Suppose you have some random quantity x with some type of average xa (this average is usually taken to be the MEAN, but it can be another popular measure such as MEDIAN, MODE or something fancier still).
When in a particular instance you measure the value of x to be some xe which is different from xa, you can ask (and calculate, if you know the probability distribution) what is the probability of a random result to deviate from the average by as much or more than what happened in this particular instance, that is by more than |xa-xe|.
Let us denote this probability as P(>|xe-xa|) - this notation is a bit cumbersome but informative.

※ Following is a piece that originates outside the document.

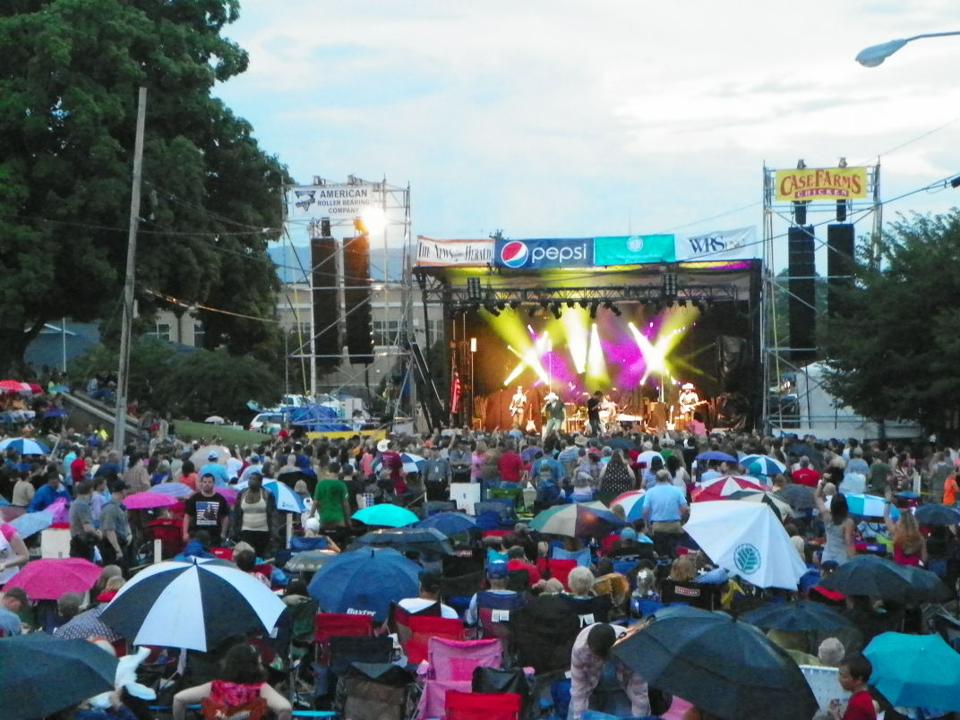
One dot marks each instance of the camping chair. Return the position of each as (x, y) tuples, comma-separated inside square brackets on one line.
[(450, 667), (414, 631), (482, 706)]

This probability is called SIGNIFICANCE LEVEL or P-VALUE under the following circumstances.
When we want to test some hypothesis, usually called NULL HYPOTHESIS, we make some experiments to verify it. We choose some numerical quantity xa to quantify some prediction by the null hypothesis, but in the testing we get value xe instead. At this stage we ask ourselves how significant is the fact that we got xe rather than xa. Here comes to our help the probability
P(>|xe-xa|) - the p-value. The p-value is the probability that the discrepancy between xa and xe happened accidentally rather than because our hypothesis is wrong.
The smaller it is the more confident we are that the null hypothesis is wrong.

Here comes a POINT OF CONFUSION:
It is more "natural" to use the words "confidence level" with respect to "1-P(>|xe-xa|)" rather than "P(>|xe-xa|)", and in fact some people use it this way.
However other people, and apparently those who led you to the text you uploaded use these words to describe "P(>|xe-xa|)". It is usually possible to understand from the context which is the definition the authors use.

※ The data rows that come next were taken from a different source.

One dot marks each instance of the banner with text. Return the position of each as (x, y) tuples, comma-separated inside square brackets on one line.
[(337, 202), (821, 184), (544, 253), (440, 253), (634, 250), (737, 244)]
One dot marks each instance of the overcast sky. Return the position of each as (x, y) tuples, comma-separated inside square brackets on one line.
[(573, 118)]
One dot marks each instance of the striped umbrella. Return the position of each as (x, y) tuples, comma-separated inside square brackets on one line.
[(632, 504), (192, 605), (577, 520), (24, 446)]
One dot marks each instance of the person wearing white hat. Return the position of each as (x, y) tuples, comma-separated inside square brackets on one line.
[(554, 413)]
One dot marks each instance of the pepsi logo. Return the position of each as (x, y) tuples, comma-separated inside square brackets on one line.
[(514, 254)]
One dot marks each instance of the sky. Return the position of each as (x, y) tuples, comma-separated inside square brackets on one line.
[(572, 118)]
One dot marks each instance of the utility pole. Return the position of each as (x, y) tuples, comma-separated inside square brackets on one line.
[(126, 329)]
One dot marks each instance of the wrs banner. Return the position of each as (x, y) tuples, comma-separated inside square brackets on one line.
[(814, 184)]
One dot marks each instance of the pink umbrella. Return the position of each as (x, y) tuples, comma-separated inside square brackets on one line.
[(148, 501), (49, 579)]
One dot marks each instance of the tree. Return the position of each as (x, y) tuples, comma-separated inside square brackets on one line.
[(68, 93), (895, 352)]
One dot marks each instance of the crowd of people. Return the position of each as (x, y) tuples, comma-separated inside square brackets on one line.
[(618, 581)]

As regards the words "p-value", so far I have only seen it used to describe just "P(>|xe-xa|)".

STANDARD DEVIATIONS:

In the exposition above the probability distribution plays a central role as it is needed to calculate how significant is a deviation from what is expected.
In many areas of real life the needed probability distribution is not in fact very well known, and so people make some usual assumptions. The most popular assumption is to take the probability distribution to be NORMAL and I shall define it in a moment. A point to remember is that there are some mathematical reasons why the normal distribution is often quite a good model for real life distributions.

The normal probability density for a real quantity x is
dp = exp[-(x-xa)^2/(2s^2) ] dx/s*sqrt(2*pi), (1)
where s is the standard deviation and xa is the mean, that is
<x> = xa (2)
and
<(x-xa)^2> = s^2 (3)
(you should easily find it in any book(s) you have on probabilities).

The probability for x to be farther away from the average xa than some value xe is

P(>|xe-xa|) = 2* int_|xe-xa|^infty exp[-x^2/(2s^2) ] dx/[s*sqrt(2*pi)] (4)

This integral can be calculated numerically and it is tabulated in some books.
One of popular notations for the p-value of a normal distribution is

P(>|xe-xa|) = 1 - erf{ x/[s*sqrt(2)] } (5)

where "erf" is short for "error function".
Sometimes the error function is defined a bit differently so that the square root of 2 is missing from equation (5).

As you see there are quite a few of points of confusion in names and definitions, so if you want to do something further with the numbers you should check as much as possible which of the popular definitions are employed in your texts.

From equation (5) you can see that the intuitive notion of confidence level (not the one in your text) is just the error function:

1 - P(>|xe-xa|) = erf{ x/[s*sqrt(2)] } (6)

Now we can see the meaning of what people mean saying things like "2.58 sigma significance" or
"2.58 standard deviations significance" (when people say "sigma" they mean "s" in equation (4) which is the standard deviation of the normal distribution).

They mean that in their measurement they got |xe-xa| = 2.59 s, and the probability of this happening by chance rather than because their null hypothesis is wrong is
1 - erf{ 2.58/sqrt(2) } = 0.0099

Conversely, if they say the p-value or significance of their deviation from the expected is 0.05, we use the INVERSE ERROR FUNCTION "erfinv" to calculate the number of standard deviations:

erfinv(0.95)*sqrt(2) = 1.96

In the attached plot you can see the relation between the p-value (your significance level) and the number of standard deviations. It is only good for an illustration. If you want to calculate yourself you should find a book with a table of these numbers or, better, some software.

Just in case here are some numbers for values mentioned in your text:

significance 0.10 means erfinv(0.90)*sqrt(2) = 1.65 standard deviations

9.4 standard deviations mean significance 1 - erf( 9.4/sqrt(2) ) too small for my software (MatLab) to calculate

0.3 standard deviations mean significance 1 - erf( 0.3/sqrt(2) ) = 0.76 - not significant at all

4.9 standard deviations mean significance 1 - erf( 4.9/sqrt(2) ) = 9.6x10^{-7} = 0.00000096 - quite impressive significance

I hope it helps you to understand your text.